Recently MachineGhost (who joined in 2009 but appears to have come out of hibernation!) pointed out a 2002 article by Wilson & Jones that was published in the Journal of Business that claims there are several flaws in the commonly used "S&P 500" data (as used by Ibbotson, Shiller, Siegel, Damodaran, and others) and provides a fix.
The full paper is here: http://www.jstor.org/stable/10.1086/339903
siamond is inquiring whether it is permissible to include their data in the Bogleheads/simba backtesting spreadsheet. The question remains, does their methodology make sense?
Prior work on bogleheads.
Long time readers may remember that in 2014, nisiprius started a thread where he raised a number of questions about the validity of the returns data before 1939: viewtopic.php?t=144112
More recent threads have also wondered about the validity of data before 1957: viewtopic.php?t=199104
This paper addresses some (but not all) of the concerns raised in those posts.
The differences in practice.
I'll start by illustrating that we're not exactly talking about trivial, small differences.
This shows the year by year difference between the new data (which I'll call W&J after the authors, Wilson & Jones) and Shiller/simba's data. You can see that it can differ by up to 10% in a single year. For instance, in 1928, Shiller says the "S&P 500" gained 46.41% but W&J say it only gained 39%. In 1934, Shiller says it lost -8.03% but W&J say it gained 3.02%.
A tell tale chart, which shows the cumulative returns of the two, expressed as a ratio, makes visible how this difference would show up to an investor starting in 1871.
The differences show up in other measures, such as P/E. The historical mean P/E of S&P 500 is 15.63. But W&J say it should be 14.28. W&J provides a variety of metrics showing how their index differs from others in Table 4. Overall they find their index has lower returns and higher volatility:
Total Percentage Change 1871-1999
S&P Historical: 32,077.47
S&P Historical: 18.5176
Of particular note, they found that the Great Depression was worse than previously reported (with a P/E of 136, due to earnings being destroyed), while the late 1960s/early 1970s was better. (In fact, their data results in a slight increase to the "Safe Withdrawal Rate" of about .1%
What did they do?
They identify a number of claimed flaws in the original work.
Cowles originally his first edition in 1938. Errors were discovered and revised editions were published in 1939 and 1940. W&J claim that other indices only use the uncorrected first edition.
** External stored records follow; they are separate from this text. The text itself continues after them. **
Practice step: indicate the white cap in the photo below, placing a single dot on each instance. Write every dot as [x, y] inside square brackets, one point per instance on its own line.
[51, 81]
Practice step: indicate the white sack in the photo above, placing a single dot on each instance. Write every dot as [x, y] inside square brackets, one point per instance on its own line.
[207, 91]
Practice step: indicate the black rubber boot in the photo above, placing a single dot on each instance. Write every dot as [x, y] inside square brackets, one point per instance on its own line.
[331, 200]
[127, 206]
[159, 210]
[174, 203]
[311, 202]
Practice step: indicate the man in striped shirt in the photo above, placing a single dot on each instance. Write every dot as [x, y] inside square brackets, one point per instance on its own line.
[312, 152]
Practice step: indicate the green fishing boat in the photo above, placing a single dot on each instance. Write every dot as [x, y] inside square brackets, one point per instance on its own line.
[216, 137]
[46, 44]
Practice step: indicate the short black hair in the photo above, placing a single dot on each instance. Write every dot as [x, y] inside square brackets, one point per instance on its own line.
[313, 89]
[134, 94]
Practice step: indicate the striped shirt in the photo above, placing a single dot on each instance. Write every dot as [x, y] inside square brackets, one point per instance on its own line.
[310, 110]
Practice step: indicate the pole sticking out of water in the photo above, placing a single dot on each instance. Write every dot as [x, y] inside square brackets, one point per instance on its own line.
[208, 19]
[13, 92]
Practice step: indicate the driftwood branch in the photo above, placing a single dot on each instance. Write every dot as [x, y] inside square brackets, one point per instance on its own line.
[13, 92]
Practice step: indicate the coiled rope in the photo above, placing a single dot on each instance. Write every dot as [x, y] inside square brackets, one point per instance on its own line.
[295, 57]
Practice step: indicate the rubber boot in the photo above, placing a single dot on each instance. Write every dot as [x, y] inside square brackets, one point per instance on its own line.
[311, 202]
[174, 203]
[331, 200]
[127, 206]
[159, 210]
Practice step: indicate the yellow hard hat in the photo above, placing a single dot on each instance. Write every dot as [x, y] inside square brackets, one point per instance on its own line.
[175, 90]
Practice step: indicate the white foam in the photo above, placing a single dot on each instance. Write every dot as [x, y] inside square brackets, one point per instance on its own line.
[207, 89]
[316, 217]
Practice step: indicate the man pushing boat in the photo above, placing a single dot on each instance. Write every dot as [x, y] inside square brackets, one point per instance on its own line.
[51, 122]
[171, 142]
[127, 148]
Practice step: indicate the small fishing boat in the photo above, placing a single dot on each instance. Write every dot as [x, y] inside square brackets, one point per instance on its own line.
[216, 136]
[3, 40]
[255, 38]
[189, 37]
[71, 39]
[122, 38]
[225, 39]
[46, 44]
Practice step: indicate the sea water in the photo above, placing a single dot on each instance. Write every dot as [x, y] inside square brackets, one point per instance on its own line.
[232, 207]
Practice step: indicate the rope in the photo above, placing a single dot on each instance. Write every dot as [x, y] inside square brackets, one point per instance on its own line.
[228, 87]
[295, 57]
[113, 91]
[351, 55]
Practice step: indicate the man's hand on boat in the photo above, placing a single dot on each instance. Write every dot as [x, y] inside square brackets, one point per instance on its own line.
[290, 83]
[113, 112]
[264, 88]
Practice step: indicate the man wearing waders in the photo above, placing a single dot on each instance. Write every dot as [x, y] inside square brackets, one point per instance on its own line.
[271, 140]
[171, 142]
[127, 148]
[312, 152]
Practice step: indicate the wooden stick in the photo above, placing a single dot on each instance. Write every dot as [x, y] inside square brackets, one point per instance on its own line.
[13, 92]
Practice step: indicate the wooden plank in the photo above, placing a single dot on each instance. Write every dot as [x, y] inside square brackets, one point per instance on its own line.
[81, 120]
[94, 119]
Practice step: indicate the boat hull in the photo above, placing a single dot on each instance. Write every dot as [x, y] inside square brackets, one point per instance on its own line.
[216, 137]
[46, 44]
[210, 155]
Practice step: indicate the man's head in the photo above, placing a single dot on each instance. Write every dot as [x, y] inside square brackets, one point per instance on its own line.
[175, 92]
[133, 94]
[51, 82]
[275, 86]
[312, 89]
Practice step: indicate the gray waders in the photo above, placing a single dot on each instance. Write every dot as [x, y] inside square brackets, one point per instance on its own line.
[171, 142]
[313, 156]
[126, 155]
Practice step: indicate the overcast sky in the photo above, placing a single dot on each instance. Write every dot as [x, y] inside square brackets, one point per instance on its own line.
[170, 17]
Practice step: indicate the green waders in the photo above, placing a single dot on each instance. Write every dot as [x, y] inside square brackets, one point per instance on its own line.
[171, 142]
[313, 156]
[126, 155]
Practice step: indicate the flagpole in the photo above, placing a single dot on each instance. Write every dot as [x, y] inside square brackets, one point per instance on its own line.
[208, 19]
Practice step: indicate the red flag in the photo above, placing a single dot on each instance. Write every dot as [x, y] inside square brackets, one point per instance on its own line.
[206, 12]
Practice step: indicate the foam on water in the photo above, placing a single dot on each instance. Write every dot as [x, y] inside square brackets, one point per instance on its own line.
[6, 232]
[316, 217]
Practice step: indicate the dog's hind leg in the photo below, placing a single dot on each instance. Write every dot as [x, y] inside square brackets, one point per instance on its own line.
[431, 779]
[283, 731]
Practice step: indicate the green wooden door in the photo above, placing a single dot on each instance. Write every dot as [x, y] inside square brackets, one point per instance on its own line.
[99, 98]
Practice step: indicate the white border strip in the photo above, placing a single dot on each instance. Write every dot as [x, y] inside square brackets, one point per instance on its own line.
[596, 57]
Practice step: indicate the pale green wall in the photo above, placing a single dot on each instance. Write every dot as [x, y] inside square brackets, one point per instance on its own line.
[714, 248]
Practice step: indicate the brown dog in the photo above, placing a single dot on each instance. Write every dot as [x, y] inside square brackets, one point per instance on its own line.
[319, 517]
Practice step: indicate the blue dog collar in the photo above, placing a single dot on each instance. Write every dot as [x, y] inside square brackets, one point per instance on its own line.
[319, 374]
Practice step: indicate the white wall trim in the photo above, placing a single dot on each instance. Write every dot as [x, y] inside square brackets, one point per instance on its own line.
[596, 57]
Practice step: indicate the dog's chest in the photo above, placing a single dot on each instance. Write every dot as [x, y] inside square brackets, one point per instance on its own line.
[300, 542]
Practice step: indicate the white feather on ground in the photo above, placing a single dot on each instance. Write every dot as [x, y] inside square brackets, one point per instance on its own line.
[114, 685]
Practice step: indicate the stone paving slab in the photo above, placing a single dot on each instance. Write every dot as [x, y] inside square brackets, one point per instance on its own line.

They use the last version Cowles published.
Up until 1957, the S&P published a daily index based on the prices of around 90 stocks. This "S&P 90" was expanded in 1957 and became the S&P 500. Thus, from 1919 to 1956 the index only included 90 stocks. However, S&P also published a weekly index of around 400 stocks. (Calculating a daily index of 400 stocks was apparently too challenging before calculators & computers.) This "S&P 400" was discontinued in 1957 and eventually lost to the annals of time. W&J base their index on this weekly data of a broader set of companies, arguing that this is a clearly better data set.
Cowles' data is "averaged". He took the average of prices across a month instead of reporting the price at the start or end of the month. This reduces volatility.
Cowles used monthly arithmetic means of the S&P weekly indexes from 1918 through 1940 and the midpoint of the monthly high and low prices of stocks in constructing monthly indexes back to January 1871.
The authors provide a way to "de-average" Cowles' data by looking at DJIA data to calculate an adjustment. They use Cowles' calculation on the DJIA historical data to see the difference between the average and un-averaged prices. They then assume that is a good enough adjustment to unaverage the Cowles data. This produces a data series with (approximately) the same average but higher volatility.
They estimate monthly dividends (not just annual dividends), which allows dividends to be reinvested throughout the year and not just at year's end.
Why not just use this?
Well, their arguments sound reasonable enough. But of course they would, otherwise they wouldn't have published their paper The bigger question is: why does Googling find virtually no references or follow up to this paper? Why do so many smart, respected authors no follow this paper's suggestions?
Does the paper make sense or it is all a bunch of mumbo jumbo, best ignored?